Suite à la guerre du Soudan qui a éclaté depuis plus d’une année, flashtchad.com a tendu son micro ce mercredi 17 juillet 2024 au Général Idriss Abderamane DICKO, ancien ministre délégué auprès du ministère des armées. Officier de l’armée tchadienne avec plus de 30 ans d’expérience au Tchad et membre démissionnaire de la commission des Nations-Unies sur le guerre au Darfour de 2002, Gal. DICKO s’est exprimé sans filtre sur la situation actuelle du Soudan qui l’a bouleversé et parle aussi de ses conséquences et propose des pistes de solutions de sortie de crise. Entrevue.

FT : Bonjour Général Dicko, depuis plus d’une année, le Soudan, pays frontalier avec le Tchad, connaît une guerre fratricide entre les forces militaires soudanaises et les FSR. Vous, au-delà d’être officier, avez servi au sein de la commission des Nations-Unies sur la guerre au Darfour en 2003. Quel commentaire ou quelle analyse faites-vous de cette situation actuelle ?
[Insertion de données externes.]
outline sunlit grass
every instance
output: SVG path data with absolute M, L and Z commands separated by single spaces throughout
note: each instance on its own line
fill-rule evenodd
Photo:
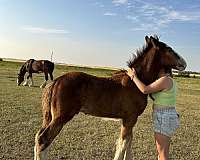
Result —
M 34 136 L 41 126 L 42 74 L 33 75 L 35 87 L 18 87 L 21 63 L 0 62 L 0 159 L 33 159 Z M 54 77 L 69 71 L 110 76 L 107 69 L 56 66 Z M 177 110 L 181 126 L 172 138 L 170 159 L 200 159 L 200 79 L 176 78 Z M 136 160 L 155 160 L 151 104 L 133 129 L 132 150 Z M 79 114 L 66 124 L 50 149 L 49 160 L 111 160 L 119 136 L 120 122 Z

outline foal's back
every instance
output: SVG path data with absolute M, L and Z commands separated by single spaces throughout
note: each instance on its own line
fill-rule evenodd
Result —
M 146 96 L 135 85 L 122 85 L 122 79 L 67 73 L 55 80 L 52 104 L 56 104 L 56 111 L 63 115 L 79 111 L 110 118 L 138 115 L 146 106 Z

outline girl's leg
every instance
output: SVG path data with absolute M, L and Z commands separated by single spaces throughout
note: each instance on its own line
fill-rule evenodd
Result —
M 159 160 L 169 159 L 170 137 L 155 132 L 156 148 Z

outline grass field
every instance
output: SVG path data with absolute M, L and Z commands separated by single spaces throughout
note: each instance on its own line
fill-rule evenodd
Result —
M 33 159 L 34 136 L 41 125 L 43 75 L 33 75 L 34 87 L 18 87 L 21 63 L 0 62 L 0 159 Z M 56 66 L 54 77 L 69 71 L 109 76 L 113 71 L 98 68 Z M 176 78 L 177 110 L 181 126 L 172 138 L 170 159 L 200 160 L 200 79 Z M 139 117 L 133 134 L 135 160 L 156 160 L 151 127 L 151 100 Z M 119 136 L 120 122 L 79 114 L 67 123 L 50 148 L 49 160 L 111 160 Z

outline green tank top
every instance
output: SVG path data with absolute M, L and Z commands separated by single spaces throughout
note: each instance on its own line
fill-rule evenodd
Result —
M 176 82 L 172 79 L 173 85 L 167 91 L 153 93 L 154 105 L 175 106 L 176 105 Z

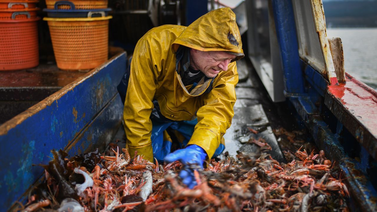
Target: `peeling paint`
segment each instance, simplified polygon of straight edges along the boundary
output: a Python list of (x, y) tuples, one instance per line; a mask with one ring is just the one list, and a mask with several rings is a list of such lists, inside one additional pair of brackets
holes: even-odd
[(51, 120), (51, 131), (55, 132), (55, 126), (58, 124), (58, 120), (55, 115), (52, 116)]

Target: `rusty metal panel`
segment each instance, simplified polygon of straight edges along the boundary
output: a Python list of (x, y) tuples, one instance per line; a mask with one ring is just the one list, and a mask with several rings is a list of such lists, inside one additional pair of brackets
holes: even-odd
[(375, 160), (377, 159), (377, 92), (349, 74), (330, 86), (325, 104)]
[(326, 74), (310, 0), (292, 0), (300, 57), (322, 75)]
[[(51, 149), (84, 151), (97, 141), (95, 123), (103, 129), (113, 127), (110, 125), (116, 119), (119, 124), (122, 107), (116, 86), (126, 69), (123, 52), (0, 126), (0, 142), (6, 150), (0, 156), (0, 193), (7, 194), (0, 205), (8, 208), (38, 179), (43, 169), (32, 165), (47, 163)], [(101, 112), (104, 108), (113, 112)], [(100, 117), (108, 122), (93, 121)], [(83, 142), (90, 140), (89, 134), (93, 141)]]
[(249, 57), (272, 101), (284, 101), (283, 72), (271, 0), (245, 3)]

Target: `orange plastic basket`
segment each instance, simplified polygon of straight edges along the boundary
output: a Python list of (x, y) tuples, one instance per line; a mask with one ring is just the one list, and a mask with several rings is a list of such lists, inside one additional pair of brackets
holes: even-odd
[(33, 19), (37, 17), (37, 11), (39, 9), (38, 8), (0, 9), (0, 21)]
[[(55, 3), (62, 2), (56, 0), (46, 0), (47, 9), (54, 9)], [(75, 5), (76, 9), (94, 9), (107, 8), (107, 0), (70, 0)], [(70, 6), (68, 5), (60, 5), (58, 6), (60, 9), (70, 9)]]
[(16, 2), (9, 0), (7, 2), (0, 1), (0, 9), (28, 9), (37, 7), (38, 1), (23, 1), (16, 0)]
[(58, 67), (66, 70), (94, 68), (107, 60), (109, 20), (45, 17)]
[(30, 68), (39, 63), (39, 17), (0, 20), (0, 71)]

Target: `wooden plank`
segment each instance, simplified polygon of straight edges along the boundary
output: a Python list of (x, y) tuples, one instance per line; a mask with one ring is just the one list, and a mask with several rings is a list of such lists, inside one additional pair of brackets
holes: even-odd
[(0, 157), (3, 208), (8, 208), (37, 179), (43, 169), (32, 165), (47, 164), (51, 149), (70, 144), (72, 154), (79, 151), (73, 146), (82, 144), (81, 151), (89, 147), (89, 142), (75, 141), (81, 140), (78, 136), (114, 99), (126, 68), (123, 52), (0, 126), (0, 142), (5, 150)]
Gal.D : La situation actuelle au Soudan est une tragédie qui rappelle douloureusement les événements du Darfour en 2003 ou encore les guerres fratricides qu’a connues le Tchad en 1979. C’est une triste et douloureuse période que traverse le Soudan. Ayant servi au sein de la commission d’enquête de l’Union africaine sur la guerre au Darfour, je constate avec regret que les mêmes dynamiques de conflit, de souffrance humaine et de déstabilisation régionale persistent. Cette guerre fratricide non seulement dévaste les vies de milliers de civils, mais menace également la stabilité de l’ensemble de la région, y compris le Tchad. Ça fait mal au cœur de voir aujourd’hui le Soudan quasiment ruiné par ce conflit dont ses enfants et les enfants d’Afrique meurent chaque jour. C’est le Soudan et l’Afrique qui perdent.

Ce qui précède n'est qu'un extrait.